De la misma forma se advierte que, “El nombre del Cacique se originaba por el sitio de residencia del mismo y Guanentá era una región cercana al actual Guane”. Allí, junto a una roca una comisión científica penetró hace varios años y lograron hallar rastros de la familia real de los Guane. Todo este material o vestigios antropológicos fueron llevados al Museo Nacional en la ciudad de Bogotá.

No hay mayores detalles ni justificaciones convincentes.  Son al parecer, deducciones  basadas n observaciones y publicaciones de historiadores quienes publicaron el material disponible para ellos en los año treinta y cuarenta del siglo pasado. Con el paso de los años y el arribo de nuevos investigadores, han surgido más documentos antropológicos e históricos que apuntan para otro lado. La visión han cambiado considerablemente.

Según el cronista, Juan Rodríguez Freyre, “…el orden Jerárquico de los Guane reconocieron al Cacique Guanentá o señor de Guane como jefe máximo del cual dependieron los caciques locales Macaregua, Butaregua, Tucaregua, Charalá Bucarica, Riolato, Elmene, Chingalá, Guaca, Cepetá, Empalá, Gequicá, Poasaque, Pomaraque, Lubigará, Corotá, Moncora, Chuaquete, entre otros,  Su sede de gobierno era la Meseta de Xérira o Jérida.
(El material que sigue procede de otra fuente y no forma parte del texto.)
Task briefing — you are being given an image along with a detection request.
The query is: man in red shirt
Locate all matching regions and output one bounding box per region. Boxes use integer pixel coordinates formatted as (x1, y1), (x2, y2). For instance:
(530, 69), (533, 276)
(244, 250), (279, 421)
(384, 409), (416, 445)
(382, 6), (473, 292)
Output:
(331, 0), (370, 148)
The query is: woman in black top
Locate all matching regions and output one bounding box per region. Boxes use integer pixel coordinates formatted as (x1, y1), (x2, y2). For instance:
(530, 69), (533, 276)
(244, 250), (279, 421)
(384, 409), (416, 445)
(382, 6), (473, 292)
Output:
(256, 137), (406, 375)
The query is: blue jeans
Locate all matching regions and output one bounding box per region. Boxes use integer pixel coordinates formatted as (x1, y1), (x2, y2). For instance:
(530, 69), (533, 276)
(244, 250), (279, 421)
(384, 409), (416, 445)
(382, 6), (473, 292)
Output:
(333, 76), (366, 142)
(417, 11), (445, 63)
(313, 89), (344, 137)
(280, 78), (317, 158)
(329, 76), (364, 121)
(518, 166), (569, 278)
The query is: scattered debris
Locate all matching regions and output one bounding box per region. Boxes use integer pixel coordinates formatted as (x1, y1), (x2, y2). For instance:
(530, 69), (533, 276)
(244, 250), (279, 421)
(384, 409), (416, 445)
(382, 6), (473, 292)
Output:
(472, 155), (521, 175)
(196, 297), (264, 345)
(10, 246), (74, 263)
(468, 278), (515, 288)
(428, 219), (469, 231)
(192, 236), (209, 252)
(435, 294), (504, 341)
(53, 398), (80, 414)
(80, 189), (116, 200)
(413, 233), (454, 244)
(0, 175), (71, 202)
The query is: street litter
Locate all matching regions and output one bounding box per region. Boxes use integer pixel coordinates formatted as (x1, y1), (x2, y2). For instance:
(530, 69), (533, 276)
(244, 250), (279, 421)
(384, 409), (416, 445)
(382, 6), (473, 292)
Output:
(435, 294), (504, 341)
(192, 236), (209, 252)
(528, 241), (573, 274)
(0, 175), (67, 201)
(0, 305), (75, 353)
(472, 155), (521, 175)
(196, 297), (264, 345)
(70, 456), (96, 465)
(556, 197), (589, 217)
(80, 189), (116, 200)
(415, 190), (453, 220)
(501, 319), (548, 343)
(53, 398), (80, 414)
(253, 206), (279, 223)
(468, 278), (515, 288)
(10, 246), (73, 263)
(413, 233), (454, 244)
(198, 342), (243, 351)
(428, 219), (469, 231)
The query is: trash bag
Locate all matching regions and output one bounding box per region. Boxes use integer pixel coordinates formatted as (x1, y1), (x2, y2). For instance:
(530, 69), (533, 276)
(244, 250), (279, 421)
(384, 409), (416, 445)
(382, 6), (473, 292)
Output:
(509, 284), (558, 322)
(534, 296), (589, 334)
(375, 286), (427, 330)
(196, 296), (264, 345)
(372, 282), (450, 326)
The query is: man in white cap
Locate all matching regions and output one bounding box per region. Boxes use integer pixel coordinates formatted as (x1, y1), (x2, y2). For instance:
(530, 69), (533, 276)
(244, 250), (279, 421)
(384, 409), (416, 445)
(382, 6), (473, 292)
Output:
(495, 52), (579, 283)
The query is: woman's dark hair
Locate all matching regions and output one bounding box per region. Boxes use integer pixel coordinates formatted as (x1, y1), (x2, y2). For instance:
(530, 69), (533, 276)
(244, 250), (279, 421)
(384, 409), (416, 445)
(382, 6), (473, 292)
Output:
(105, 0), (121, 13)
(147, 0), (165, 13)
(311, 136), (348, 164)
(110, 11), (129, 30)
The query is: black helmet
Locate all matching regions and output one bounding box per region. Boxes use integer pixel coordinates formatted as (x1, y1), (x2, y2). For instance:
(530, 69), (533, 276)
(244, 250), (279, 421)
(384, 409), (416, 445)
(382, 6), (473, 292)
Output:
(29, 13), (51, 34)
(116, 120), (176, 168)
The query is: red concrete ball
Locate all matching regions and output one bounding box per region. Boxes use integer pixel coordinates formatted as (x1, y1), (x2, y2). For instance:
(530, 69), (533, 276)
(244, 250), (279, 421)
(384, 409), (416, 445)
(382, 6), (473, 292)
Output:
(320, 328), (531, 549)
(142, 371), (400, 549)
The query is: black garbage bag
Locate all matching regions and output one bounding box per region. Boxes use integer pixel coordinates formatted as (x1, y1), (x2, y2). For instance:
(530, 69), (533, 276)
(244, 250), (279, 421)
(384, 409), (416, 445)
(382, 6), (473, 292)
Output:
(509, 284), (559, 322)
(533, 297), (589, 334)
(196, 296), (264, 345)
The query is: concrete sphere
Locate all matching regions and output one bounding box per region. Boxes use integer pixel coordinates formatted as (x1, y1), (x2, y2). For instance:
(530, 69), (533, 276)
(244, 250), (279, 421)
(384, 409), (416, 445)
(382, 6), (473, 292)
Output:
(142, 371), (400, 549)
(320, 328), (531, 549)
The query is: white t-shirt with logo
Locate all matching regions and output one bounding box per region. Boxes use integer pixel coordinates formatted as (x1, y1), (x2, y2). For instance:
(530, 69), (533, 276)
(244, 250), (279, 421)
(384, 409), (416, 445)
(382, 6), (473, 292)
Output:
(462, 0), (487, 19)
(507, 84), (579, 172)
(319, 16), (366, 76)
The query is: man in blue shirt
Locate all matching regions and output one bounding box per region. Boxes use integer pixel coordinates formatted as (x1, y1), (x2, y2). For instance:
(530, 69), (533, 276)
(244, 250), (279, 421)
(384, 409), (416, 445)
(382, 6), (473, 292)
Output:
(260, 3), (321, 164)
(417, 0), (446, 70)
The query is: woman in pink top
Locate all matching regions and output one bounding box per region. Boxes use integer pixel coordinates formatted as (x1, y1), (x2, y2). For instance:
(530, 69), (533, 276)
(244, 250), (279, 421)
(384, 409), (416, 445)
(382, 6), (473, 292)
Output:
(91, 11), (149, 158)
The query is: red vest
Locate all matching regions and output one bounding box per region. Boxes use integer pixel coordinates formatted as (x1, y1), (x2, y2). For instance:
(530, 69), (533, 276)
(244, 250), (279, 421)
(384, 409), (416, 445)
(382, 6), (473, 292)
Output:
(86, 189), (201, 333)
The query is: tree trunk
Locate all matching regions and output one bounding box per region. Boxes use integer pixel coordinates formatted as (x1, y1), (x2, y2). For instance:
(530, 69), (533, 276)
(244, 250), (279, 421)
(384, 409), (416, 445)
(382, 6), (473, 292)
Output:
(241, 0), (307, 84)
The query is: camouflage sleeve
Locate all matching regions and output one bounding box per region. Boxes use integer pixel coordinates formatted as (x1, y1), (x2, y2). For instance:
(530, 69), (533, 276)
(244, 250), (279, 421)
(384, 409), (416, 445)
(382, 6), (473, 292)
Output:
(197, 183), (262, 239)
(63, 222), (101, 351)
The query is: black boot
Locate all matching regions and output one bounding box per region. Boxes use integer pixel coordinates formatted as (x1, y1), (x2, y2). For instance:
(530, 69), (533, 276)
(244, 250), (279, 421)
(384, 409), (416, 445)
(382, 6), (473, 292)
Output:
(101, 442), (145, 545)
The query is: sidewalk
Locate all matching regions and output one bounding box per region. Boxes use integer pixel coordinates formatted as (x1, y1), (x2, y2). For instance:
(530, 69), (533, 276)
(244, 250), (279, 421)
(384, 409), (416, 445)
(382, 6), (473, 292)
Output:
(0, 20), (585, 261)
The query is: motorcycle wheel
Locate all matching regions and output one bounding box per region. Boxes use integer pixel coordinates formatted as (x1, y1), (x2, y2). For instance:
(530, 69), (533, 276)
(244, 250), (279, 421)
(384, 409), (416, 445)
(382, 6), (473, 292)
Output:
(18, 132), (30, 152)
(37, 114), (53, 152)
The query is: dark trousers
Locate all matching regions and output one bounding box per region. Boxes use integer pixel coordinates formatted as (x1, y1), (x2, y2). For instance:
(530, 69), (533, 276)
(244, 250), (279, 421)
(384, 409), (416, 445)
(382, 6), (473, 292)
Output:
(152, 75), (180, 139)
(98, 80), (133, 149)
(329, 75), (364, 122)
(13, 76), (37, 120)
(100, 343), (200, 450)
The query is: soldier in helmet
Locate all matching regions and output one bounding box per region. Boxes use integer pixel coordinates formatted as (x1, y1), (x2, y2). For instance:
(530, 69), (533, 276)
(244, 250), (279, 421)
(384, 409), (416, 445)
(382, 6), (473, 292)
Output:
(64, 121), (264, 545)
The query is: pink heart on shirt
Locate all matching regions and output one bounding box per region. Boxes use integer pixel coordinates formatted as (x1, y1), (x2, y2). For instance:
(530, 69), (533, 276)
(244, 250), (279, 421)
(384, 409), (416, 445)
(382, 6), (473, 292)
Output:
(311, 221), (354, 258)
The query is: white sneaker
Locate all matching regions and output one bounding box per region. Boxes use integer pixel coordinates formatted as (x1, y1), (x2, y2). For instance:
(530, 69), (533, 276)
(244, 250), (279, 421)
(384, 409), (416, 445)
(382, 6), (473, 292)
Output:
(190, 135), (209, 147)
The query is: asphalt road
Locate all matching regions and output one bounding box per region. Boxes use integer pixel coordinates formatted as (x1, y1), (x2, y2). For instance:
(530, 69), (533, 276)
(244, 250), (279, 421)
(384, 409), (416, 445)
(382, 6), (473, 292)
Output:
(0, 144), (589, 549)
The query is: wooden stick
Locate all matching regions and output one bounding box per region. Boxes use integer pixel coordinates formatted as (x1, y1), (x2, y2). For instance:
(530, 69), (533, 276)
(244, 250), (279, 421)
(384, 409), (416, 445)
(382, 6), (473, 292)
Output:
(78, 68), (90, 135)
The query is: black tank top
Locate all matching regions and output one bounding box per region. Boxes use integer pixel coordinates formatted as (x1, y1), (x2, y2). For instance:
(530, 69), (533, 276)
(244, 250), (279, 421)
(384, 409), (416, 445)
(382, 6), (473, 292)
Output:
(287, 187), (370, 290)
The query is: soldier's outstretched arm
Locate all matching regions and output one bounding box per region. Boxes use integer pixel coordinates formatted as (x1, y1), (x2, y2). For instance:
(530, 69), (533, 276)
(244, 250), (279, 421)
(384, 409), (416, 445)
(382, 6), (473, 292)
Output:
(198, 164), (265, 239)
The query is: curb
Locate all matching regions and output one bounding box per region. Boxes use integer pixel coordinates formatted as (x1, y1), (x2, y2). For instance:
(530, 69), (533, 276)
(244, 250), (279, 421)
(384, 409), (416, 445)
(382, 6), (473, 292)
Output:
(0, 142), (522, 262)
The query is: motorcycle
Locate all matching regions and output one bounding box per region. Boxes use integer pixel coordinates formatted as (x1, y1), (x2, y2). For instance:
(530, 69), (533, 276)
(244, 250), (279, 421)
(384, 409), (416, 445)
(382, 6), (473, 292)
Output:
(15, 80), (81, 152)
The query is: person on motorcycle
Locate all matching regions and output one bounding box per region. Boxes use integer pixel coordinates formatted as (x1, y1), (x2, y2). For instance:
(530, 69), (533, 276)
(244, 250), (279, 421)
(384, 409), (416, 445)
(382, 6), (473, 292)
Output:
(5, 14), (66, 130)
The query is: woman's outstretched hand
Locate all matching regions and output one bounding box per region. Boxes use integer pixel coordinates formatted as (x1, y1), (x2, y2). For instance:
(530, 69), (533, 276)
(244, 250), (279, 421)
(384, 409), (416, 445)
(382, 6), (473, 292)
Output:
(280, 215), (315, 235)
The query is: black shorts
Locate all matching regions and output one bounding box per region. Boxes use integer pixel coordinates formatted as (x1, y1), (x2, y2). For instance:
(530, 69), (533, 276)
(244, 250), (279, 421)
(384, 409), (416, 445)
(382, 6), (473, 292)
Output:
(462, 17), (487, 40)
Tejido de lazos y cordenes - Gériras
 El registro más antiguo del territorio que hoy ocupa el municipio de Los Santos aparece en el compendio, "Descubrimiento del Nuevo Reino de Granada y Fundación de Bogotá (1536-1539)", obra de la literatura colonial, en la que se destaca que, “durante su jornada al río Magdalena, Alfínger tuvo noticia por los indios de la existencia de una provincia de excepcional riqueza, llamada Xerira o la Meseta de Jérida o Jerira  habitada por los indios Guane. El mismo documento da cuenta de la riqueza del territorio y de la existencia del asiento principal Guane”.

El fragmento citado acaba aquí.